Security & Ethical Hacking: Attacking the Network

Overview

This course explains the science and art behind offensive security techniques used in penetration testing of networks and systems. A review of networking concepts is given. Students will utilize low-level programming through network interfaces, in executing a variety of network attacks, while learning to use essential auxiliary tooling for both recon and active attacks. An introduction to cryptogpahy for pentesters is provided. An understanding of python programming and networking basics is required. Course assessments are practical work, quizzes and exams. This course can be taken for academic credit as part of CU Boulder’s Masters of Science in Computer Science (MS-CS) degrees offered on the Coursera platform. This fully accredited graduate degree offer targeted courses, short 8-week sessions, and pay-as-you-go tuition. Admission is based on performance in three preliminary courses, not academic history. CU degrees on Coursera are ideal for recent graduates or working professionals. Learn more: MS in Computer Science: https://coursera.org/degrees/ms-computer-science-boulder

Syllabus

Introductory Concepts

Module 1 provides an introduction to the course sequence, motivations, ethical concepts and challenges, and a refresher on networking concepts.

Essential Tooling and Libraries

Module 2 provides an in-depth technical introduction to network packet crafting and interpretation with scapy. Other essential tools such as ncat (and the older netcat!), as well as an introduction to monitoring tools.
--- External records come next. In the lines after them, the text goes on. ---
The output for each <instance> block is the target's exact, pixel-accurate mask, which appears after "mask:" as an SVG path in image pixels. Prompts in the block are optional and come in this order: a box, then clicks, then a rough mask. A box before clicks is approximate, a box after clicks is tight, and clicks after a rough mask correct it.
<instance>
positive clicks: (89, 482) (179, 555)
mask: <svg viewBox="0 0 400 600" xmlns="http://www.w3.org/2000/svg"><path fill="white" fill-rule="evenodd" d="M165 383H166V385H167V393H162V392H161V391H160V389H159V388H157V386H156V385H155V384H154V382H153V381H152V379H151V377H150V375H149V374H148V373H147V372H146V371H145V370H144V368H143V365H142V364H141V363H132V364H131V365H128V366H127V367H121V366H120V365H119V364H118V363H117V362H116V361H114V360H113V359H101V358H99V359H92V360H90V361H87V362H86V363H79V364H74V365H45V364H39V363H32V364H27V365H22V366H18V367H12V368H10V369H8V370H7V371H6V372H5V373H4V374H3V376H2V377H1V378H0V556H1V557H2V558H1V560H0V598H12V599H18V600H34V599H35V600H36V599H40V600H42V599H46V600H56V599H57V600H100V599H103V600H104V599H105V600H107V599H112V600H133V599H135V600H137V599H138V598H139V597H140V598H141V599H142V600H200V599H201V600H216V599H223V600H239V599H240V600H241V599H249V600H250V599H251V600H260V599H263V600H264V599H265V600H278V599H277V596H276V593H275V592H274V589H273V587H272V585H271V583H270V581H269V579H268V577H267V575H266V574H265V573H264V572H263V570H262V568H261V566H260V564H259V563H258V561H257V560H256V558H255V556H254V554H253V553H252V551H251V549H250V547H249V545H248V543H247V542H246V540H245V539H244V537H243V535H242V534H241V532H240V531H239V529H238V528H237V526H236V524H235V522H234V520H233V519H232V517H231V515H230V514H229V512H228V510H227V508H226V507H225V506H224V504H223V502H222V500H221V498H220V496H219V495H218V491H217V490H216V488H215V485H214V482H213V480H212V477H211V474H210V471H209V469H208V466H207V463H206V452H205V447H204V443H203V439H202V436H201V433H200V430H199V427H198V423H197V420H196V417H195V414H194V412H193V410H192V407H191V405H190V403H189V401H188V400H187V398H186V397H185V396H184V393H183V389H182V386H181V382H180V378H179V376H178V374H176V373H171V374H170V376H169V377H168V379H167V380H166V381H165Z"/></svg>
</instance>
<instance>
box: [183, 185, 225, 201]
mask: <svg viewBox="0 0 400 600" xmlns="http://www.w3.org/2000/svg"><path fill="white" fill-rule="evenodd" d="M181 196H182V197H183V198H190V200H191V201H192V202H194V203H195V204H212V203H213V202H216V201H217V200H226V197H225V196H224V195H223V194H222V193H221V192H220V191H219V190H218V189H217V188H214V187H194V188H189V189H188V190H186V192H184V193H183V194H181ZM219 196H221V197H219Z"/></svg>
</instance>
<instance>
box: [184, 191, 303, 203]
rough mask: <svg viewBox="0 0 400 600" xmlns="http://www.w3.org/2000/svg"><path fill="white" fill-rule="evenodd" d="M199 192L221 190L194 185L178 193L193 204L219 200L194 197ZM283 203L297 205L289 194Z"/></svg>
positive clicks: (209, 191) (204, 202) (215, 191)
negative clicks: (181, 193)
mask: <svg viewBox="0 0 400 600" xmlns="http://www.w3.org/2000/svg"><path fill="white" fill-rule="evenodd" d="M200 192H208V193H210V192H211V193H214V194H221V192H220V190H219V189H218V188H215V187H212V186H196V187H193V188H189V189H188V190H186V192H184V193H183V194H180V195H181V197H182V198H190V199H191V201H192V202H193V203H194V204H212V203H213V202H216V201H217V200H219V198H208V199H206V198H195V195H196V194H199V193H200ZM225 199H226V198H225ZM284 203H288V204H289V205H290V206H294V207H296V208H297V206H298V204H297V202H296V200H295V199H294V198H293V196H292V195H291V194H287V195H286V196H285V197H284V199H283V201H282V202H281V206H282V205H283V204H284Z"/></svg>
Recon and Discovery with Nmap

Module 3 provides a detailed exposition of Nmap for host discovery, port scanning, service and operating system identification. We touch on firewalking (firewall bypass) and evasion techniques in heavily monitored environments. We also discuss other, related tooling, and manual construction with scapy for some things beyond nmap native capability.

Network Manipulation, Positioning and Practical Attacks/Defenses

Module 4 examines how network recon leads to a variety of network attacks, and the timeline of modern browser-built defenses in encrypted communication, and how these can be bypassed. An advanced attack scenario with malicious software updates is presented.

Encrypted Tunneling for Remote Attacks with SSH

Most advanced attackers possess evasive capabilities when operating campaigns in any target network -- module 5 builds on previous material and focuses specifically on masking attacker activities with network tunneling. We examine the SSH protocol and tunneling forms, as well as how to use dynamic socks proxies to enable any remote tool to covertly tunnel into, and operate within, a target space.